In short, is there a pre-emergent that can be used and not affect buckwheat seeding?

Thanks for any tips or info,
 
I think I understand your visions. If I do the answer to your question is "no." Here's what I hear. New ground. Lime the end of April and a buckwheat planting sometime in June. Is it that you want a herbicide to stop any weeds from growing from the time you apply the lime until you can plant the buckwheat? I don't see that happening. And if you think you need a pre=plant herbicide at planting I don't think you will need it there. Ah! It's always good fun to deliver the news!
 
I think your plan will work fine without a pre-emergent. You will have some weeds pop up between April and June, but you can kill those weeds with tillage or round-up in June when you come back to plant buckwheat. The buckwheat will take over from that point until you terminate it in early August for your brassica planting.
 
I have planted BW many times and never needed a pre. It grows fast and shades out a lot of weeds. I would also soil test if you havent to get your P and K levels adequate for the brassicas. You will also need a good dose of Urea when planting the brassicas. One thing I would make sure of is that you terminate the BW before it goes to seed or else you will have more BW than brassicas come Fall. Good luck.
 
You dozered the spot. Who knows what will or will not emerge. Or even how well. Soil often is a few inches of fertile ground with many feet of quite baren material under it. Any weed ID from the general area? Pictures? Different problems can require different treatments.

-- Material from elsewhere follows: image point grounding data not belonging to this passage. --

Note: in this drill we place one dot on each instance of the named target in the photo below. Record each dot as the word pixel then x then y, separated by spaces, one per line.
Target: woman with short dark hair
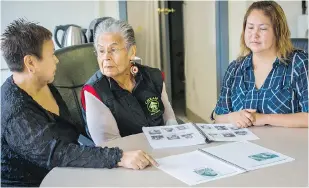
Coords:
pixel 268 83
pixel 37 133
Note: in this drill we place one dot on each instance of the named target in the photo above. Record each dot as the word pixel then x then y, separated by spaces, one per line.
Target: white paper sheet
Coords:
pixel 101 122
pixel 173 136
pixel 226 132
pixel 248 155
pixel 195 167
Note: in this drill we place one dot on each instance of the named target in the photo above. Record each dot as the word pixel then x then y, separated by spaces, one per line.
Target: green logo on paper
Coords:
pixel 153 105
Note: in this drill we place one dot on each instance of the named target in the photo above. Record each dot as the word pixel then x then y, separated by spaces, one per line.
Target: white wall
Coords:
pixel 237 10
pixel 200 57
pixel 52 13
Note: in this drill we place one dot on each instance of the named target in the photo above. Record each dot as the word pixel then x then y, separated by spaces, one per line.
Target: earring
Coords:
pixel 134 69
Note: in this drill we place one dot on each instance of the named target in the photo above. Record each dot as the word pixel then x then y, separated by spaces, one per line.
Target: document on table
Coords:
pixel 221 161
pixel 192 134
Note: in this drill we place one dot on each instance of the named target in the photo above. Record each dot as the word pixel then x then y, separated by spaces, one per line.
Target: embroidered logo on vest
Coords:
pixel 153 105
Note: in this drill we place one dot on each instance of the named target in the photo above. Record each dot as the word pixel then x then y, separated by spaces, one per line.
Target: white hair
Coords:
pixel 112 25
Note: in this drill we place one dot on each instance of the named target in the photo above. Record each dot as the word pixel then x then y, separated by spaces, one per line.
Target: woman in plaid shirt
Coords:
pixel 268 83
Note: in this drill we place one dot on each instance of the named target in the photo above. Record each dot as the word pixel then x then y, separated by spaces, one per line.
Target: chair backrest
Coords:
pixel 300 43
pixel 76 65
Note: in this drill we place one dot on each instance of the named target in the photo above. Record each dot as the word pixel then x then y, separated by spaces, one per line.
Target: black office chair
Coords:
pixel 76 65
pixel 300 43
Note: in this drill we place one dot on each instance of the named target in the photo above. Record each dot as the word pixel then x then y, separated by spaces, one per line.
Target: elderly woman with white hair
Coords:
pixel 123 96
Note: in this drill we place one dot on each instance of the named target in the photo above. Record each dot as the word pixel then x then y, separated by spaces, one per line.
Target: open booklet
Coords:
pixel 218 162
pixel 192 134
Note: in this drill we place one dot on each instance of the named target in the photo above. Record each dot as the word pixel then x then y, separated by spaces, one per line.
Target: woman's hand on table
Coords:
pixel 136 160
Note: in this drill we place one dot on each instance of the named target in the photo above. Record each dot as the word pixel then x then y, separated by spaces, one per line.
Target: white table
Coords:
pixel 288 141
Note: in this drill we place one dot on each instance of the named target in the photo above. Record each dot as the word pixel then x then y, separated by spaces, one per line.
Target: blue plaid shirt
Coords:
pixel 284 91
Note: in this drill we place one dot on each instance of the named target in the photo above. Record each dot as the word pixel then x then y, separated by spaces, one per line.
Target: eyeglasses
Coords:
pixel 112 51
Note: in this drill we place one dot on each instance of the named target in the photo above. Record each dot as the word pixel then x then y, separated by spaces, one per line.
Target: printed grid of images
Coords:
pixel 169 133
pixel 219 131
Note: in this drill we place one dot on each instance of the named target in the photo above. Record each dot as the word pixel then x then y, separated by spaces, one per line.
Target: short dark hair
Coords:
pixel 22 38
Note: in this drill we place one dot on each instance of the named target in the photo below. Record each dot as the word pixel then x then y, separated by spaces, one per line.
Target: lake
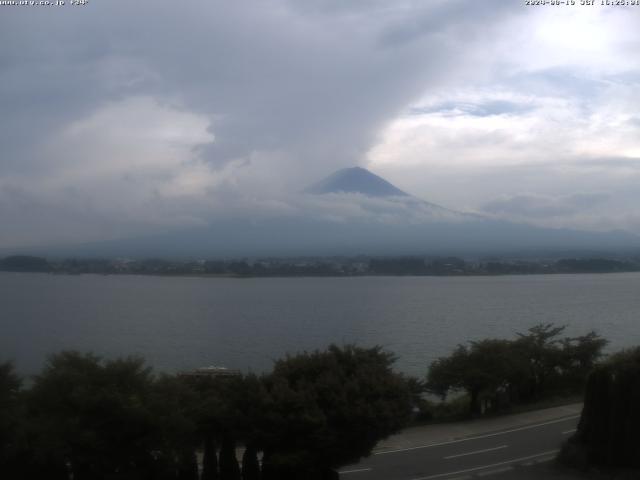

What works great in New England can be horrible in flroida. What area are you from.

Were stumps the main reason for the dozer, or did they do some significant leveling of the land. Ideal dozer work is to remove the top layer of soil into a pile, level the ground, then push the soil back / or bring in good topsoil.

Tilling up an area bring weed seed from the soi l into the equation. Seeds can be dormant for a very long time, 100 years is not a huge stretch for some seeds. Tilling, then waiting 2 or 3 weeks to apply herbicide kills those young weed seeds. Decent chance wit the recent dozer work you don't need to till so bad.

Want to see how long seeds can be dormant, look up the history of aramath.

Do you have a soil test completed. What kind of soil do you have, sandy, loam, clay? Soil in an aea can be quite variable, especially mixing it up at different depths with a dozer.

Spray some gly, wait a day or two, then put that buckwheat in. Cultipacker, roller, or tire drag might be all you need. Gly plus 2,4D is the finger of death. Spraying 2,4D then a month later spraying gly before seeding can work pretty good. 2,4D has about 2 weeks residual effect. It's a general broadleaf weed killer. It helps remove stuff that gly can't qie out entirely.